SHARE
COPY LINK

MIGRATIONSVERKET

Migration Board seeks consultant help

The Swedish Migration Board (Migrationsverket) has failed in its goal of a maximum six month wait for asylum applications and has sought the help of management consultancy McKinsey.

“This is a rather unique move in the operations of the Swedish state. Some will no doubt applaud the move while others will probably argue that we should have managed the task by ourselves. I am happy to participate in this discussion,” explained the board’s director-general, Dan Eliasson in a Dagens Nyheter debate article.

The average wait to receive a reply for an asylum application is currently nine months, despite the fact that the Migration Board has worked hard, and with some success, to cut this delay.

But “if the Migration Board had been working in a competitive market then the long wait would have persuaded many of our customers to go somewhere else. This we will change,” promised Eliasson.

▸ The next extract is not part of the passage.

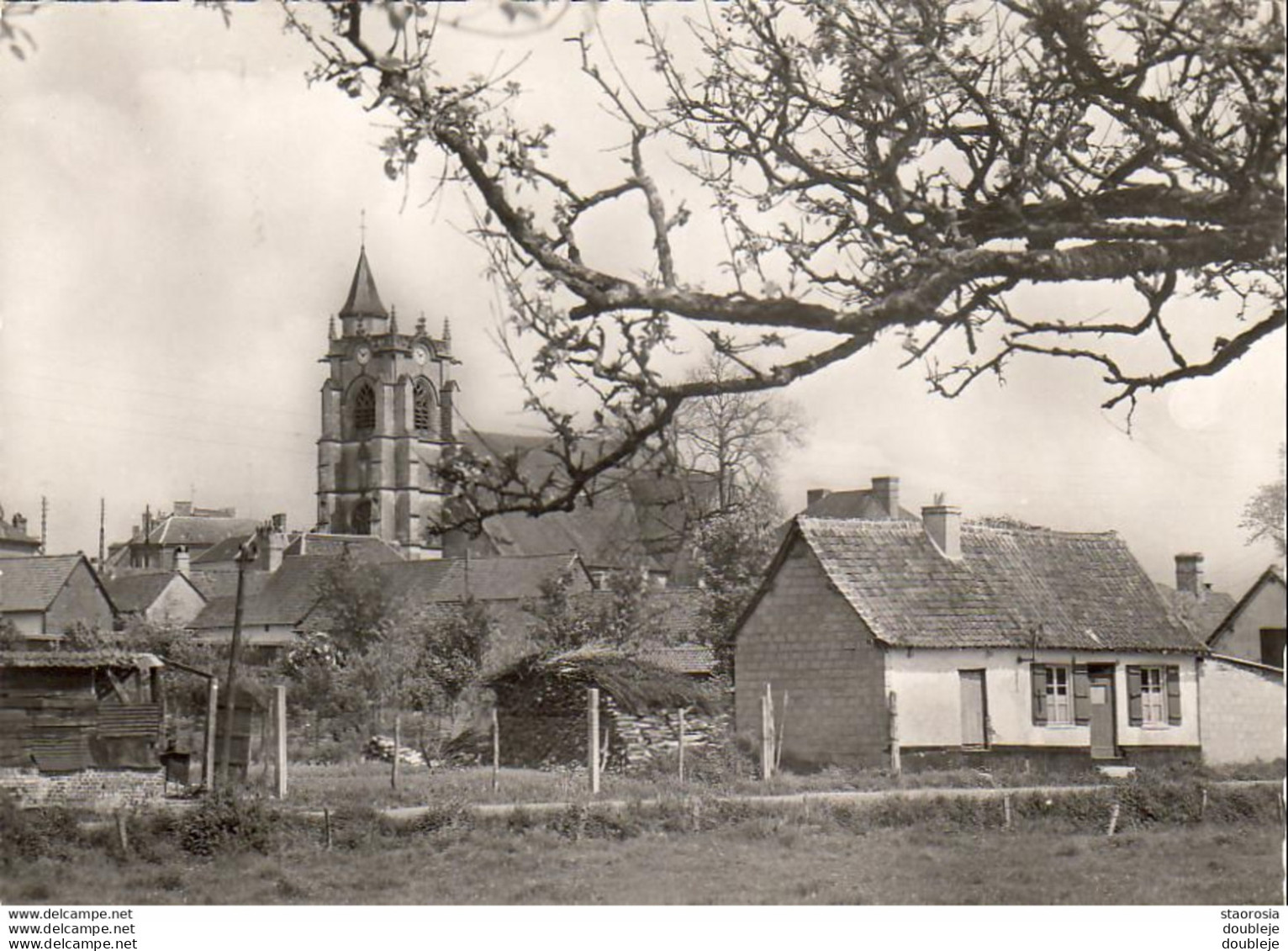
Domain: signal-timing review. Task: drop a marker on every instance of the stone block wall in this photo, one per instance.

To engage an external actor to contribute to the reform of core operations is somewhat unique for a Swedish civil service department, Eliasson wrote. The board is confident that costs incurred will be returned several times over in the form of efficiency gains.

The decision has received the backing of the minister for migration and asylum policy, Tobias Billström:

“If this leads to shorter processing times then it is positive. The government’s goal is that the wait should not be longer that six months and if it is taking longer at the moment then the board has to work to change this. As this move is part of the work towards achieving that goal then I welcome it,” Billström said to news agency TT.

McKinsey is a global consultancy firm and has contracts with many of the world’s leading firms and governments, with many non-commercial organisations among its clients.